Speaker
Description
Since the 1960s, cosmic dust particles in the solar system have been investigated in situ using dust impact instruments on spacecraft near Earth and in planetary space. These particles, largely stemming from comets and from asteroid collisions, can occur in cometary streams or are more dispersed into the zodiacal dust cloud. Also interstellar dust moves through the solar system as the solar system moves through the local interstellar medium.
Cosmic dust particles are charged via photo ionisation and charge exchanges with the plasma environment. Sub-micrometer dust has charge-to-mass ratios large enough that their trajectories are influenced by electromagnetic forces related to the dynamic solar wind (in particular for the smallest particles down to nanometer sizes). Interstellar dust, beta-meteoroids (particles escaping the solar system due to solar radiation pressure) and nanodust trajectories therefore depend on the 22-year solar magnetic cycle. On the short term, observations with plasma wave antennas on the Wind and STEREO spacecraft showed a solar rotation frequency in the dust impact data. Corotating Interaction Regions (CIRs) in the solar wind were proposed as a source mechanism and a reduction in average count rate was observed during CIRs and Coronal Mass Ejections (CMEs), although its physical mechanism is not yet understood. Closer to the Sun, Parker Solar Probe WISPR images also showed a temporal reduction in local dust during CMEs.

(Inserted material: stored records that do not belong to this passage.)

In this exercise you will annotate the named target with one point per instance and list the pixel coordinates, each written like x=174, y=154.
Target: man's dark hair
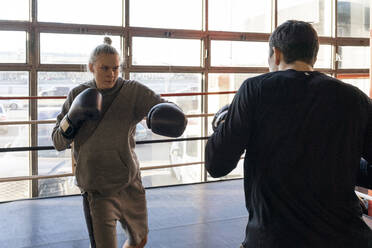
x=297, y=40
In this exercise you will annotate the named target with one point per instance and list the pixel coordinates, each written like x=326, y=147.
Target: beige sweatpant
x=127, y=206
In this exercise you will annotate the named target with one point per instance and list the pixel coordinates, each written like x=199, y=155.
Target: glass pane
x=12, y=84
x=59, y=83
x=87, y=12
x=14, y=164
x=324, y=59
x=238, y=172
x=10, y=191
x=363, y=84
x=353, y=57
x=159, y=51
x=14, y=10
x=13, y=47
x=353, y=18
x=70, y=48
x=174, y=83
x=240, y=15
x=186, y=14
x=239, y=53
x=317, y=12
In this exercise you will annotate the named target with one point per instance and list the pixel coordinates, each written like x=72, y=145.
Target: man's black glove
x=220, y=117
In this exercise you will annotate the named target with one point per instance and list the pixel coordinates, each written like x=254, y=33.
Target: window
x=70, y=48
x=239, y=53
x=161, y=51
x=166, y=14
x=240, y=15
x=13, y=47
x=353, y=18
x=353, y=57
x=14, y=10
x=96, y=12
x=316, y=12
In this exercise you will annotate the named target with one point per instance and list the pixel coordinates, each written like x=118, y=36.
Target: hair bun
x=107, y=40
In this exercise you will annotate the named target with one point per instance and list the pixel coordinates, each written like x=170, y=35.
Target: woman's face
x=105, y=70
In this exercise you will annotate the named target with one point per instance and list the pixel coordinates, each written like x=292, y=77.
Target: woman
x=100, y=117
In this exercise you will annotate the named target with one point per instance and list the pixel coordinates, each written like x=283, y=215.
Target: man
x=303, y=134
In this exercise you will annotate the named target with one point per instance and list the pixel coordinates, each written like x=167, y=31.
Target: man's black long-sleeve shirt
x=303, y=134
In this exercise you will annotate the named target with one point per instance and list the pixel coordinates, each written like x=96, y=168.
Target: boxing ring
x=204, y=215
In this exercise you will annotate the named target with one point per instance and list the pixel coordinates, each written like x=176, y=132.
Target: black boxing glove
x=86, y=106
x=166, y=119
x=220, y=117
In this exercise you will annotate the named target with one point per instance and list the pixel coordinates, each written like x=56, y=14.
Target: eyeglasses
x=107, y=68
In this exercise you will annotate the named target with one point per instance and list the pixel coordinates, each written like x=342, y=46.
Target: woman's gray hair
x=105, y=48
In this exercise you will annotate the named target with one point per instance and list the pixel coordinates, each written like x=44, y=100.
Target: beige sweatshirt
x=104, y=148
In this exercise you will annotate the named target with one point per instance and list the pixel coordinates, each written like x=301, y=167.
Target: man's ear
x=278, y=55
x=91, y=69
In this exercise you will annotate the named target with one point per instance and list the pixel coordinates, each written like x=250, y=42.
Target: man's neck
x=297, y=65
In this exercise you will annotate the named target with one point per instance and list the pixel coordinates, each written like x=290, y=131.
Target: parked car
x=3, y=117
x=55, y=91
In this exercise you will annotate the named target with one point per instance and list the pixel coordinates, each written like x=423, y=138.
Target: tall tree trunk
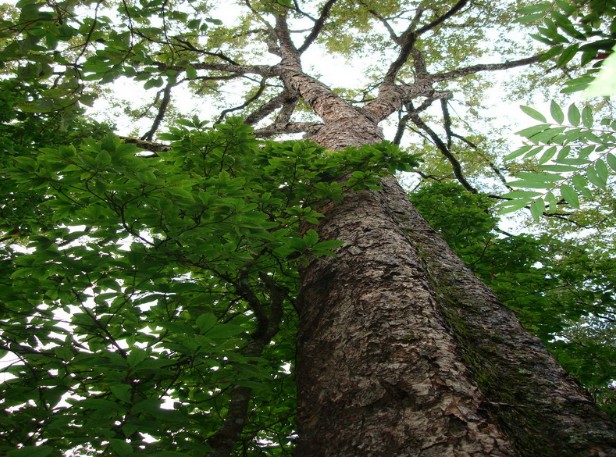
x=404, y=352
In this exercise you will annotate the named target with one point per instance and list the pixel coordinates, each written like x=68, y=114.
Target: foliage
x=567, y=156
x=147, y=298
x=571, y=155
x=158, y=284
x=560, y=289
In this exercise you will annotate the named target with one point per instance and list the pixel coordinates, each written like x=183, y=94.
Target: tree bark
x=402, y=351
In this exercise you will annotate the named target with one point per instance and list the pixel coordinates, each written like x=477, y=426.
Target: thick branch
x=318, y=26
x=439, y=20
x=408, y=38
x=263, y=70
x=484, y=67
x=442, y=147
x=259, y=92
x=311, y=128
x=266, y=109
x=162, y=110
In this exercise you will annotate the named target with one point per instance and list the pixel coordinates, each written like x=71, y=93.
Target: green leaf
x=532, y=112
x=567, y=54
x=587, y=117
x=611, y=161
x=512, y=206
x=206, y=321
x=557, y=112
x=518, y=152
x=537, y=7
x=191, y=72
x=534, y=130
x=31, y=451
x=536, y=209
x=551, y=201
x=602, y=170
x=568, y=193
x=121, y=392
x=136, y=356
x=548, y=154
x=573, y=115
x=515, y=194
x=121, y=447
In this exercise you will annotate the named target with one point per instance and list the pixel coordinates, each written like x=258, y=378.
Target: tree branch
x=457, y=168
x=259, y=92
x=162, y=110
x=484, y=67
x=318, y=26
x=439, y=20
x=310, y=128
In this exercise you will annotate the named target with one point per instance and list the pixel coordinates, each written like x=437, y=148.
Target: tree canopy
x=148, y=282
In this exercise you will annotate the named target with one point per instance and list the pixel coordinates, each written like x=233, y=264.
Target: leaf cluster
x=160, y=287
x=562, y=290
x=569, y=156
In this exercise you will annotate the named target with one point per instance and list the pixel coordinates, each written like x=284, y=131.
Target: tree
x=155, y=307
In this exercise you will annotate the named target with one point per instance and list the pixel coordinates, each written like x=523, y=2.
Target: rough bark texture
x=404, y=352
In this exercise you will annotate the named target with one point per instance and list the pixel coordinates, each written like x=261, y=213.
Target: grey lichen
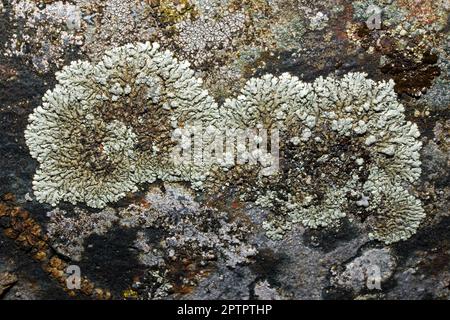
x=104, y=128
x=68, y=233
x=178, y=239
x=337, y=135
x=107, y=127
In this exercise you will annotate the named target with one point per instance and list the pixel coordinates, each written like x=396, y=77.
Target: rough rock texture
x=154, y=238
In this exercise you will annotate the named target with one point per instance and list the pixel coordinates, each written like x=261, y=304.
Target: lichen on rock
x=335, y=135
x=104, y=128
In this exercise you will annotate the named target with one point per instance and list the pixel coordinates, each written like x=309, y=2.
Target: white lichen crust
x=335, y=134
x=104, y=128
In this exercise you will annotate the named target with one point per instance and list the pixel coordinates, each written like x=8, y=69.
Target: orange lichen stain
x=29, y=236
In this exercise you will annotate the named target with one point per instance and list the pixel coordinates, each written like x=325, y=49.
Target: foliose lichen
x=345, y=147
x=104, y=128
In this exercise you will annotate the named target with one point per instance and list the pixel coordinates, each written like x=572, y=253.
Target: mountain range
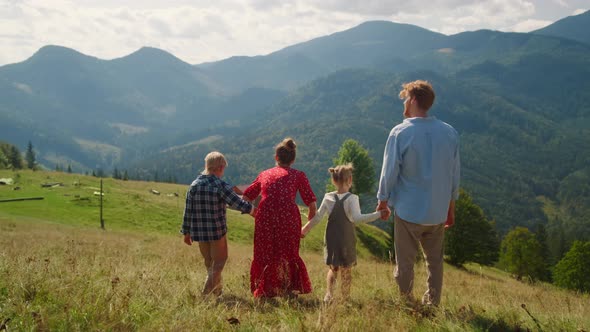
x=521, y=102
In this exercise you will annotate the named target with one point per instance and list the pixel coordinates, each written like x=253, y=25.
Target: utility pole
x=101, y=193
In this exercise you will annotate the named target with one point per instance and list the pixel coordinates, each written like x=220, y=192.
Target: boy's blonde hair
x=214, y=160
x=421, y=90
x=341, y=173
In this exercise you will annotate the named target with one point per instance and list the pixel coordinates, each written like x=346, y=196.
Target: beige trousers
x=406, y=237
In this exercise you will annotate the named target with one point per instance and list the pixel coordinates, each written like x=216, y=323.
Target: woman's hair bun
x=290, y=143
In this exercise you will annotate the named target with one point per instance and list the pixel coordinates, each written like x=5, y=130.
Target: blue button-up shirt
x=420, y=174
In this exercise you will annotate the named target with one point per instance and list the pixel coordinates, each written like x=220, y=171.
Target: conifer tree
x=520, y=254
x=15, y=158
x=473, y=237
x=573, y=270
x=363, y=175
x=30, y=156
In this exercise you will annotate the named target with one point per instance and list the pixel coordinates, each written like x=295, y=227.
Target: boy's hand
x=187, y=239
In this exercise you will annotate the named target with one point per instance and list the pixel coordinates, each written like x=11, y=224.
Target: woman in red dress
x=277, y=268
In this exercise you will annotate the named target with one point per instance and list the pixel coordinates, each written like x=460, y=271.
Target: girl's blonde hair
x=341, y=173
x=214, y=160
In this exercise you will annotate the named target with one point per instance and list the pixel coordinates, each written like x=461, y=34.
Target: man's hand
x=450, y=215
x=187, y=239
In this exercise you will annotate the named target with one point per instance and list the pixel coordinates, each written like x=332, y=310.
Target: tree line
x=474, y=238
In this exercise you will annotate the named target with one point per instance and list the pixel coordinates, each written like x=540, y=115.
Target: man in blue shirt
x=420, y=181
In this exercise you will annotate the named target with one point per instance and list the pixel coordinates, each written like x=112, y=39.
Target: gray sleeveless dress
x=340, y=239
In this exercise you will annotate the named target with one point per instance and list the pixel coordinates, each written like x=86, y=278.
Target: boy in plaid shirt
x=205, y=217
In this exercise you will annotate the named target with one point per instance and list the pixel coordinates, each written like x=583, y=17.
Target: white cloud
x=201, y=30
x=529, y=25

Since the time-variability on the long-term (solar cycle) and on the short term (solar transient events) and the dust-plasma interactions are both time and location dependent, observing the dust distributions synchronously from different vantage pointes in space are needed. The Sun-Earth Lagrange points offer an ideal "view".
Some future missions with a dust instrument in the Sun-Earth Lagrange points are already planned: (1) the Korean L4 mission concept (launch date in 2035) will be observing the West-limb of the Sun from the Lagrange point L4 and at an inclination of 14 degrees. It accommodates a dust instrument package on the ram side of the spacecraft that will include a compositional analyser, velocity grid, and a nanodust detector. At Earth distance, the Lunar Gateway is planned to be equipped with a dust package (Active Sensors for Telemetry of ExtrateRrestrial Impactors at Gateway, ASTERIA) for which a Phase AB study will be conducted, starting in 2025. Also at L1, the NASA mission IMAP (launch in 2025) will carry a dust compositional analyser, although it lacks a velocity grid.
In this talk we review the synergies between dust and heliospheric science and elaborate on the science case for dust and plasma measurements at the Sun-Earth Lagrange points. We focus in particular on the L4 mission and the Lunar Gateway dust instrument science, how these are complementary to the plasma wave antenna dust impact data, and argue for simultaneous dust measurements from the Lagrange point L3.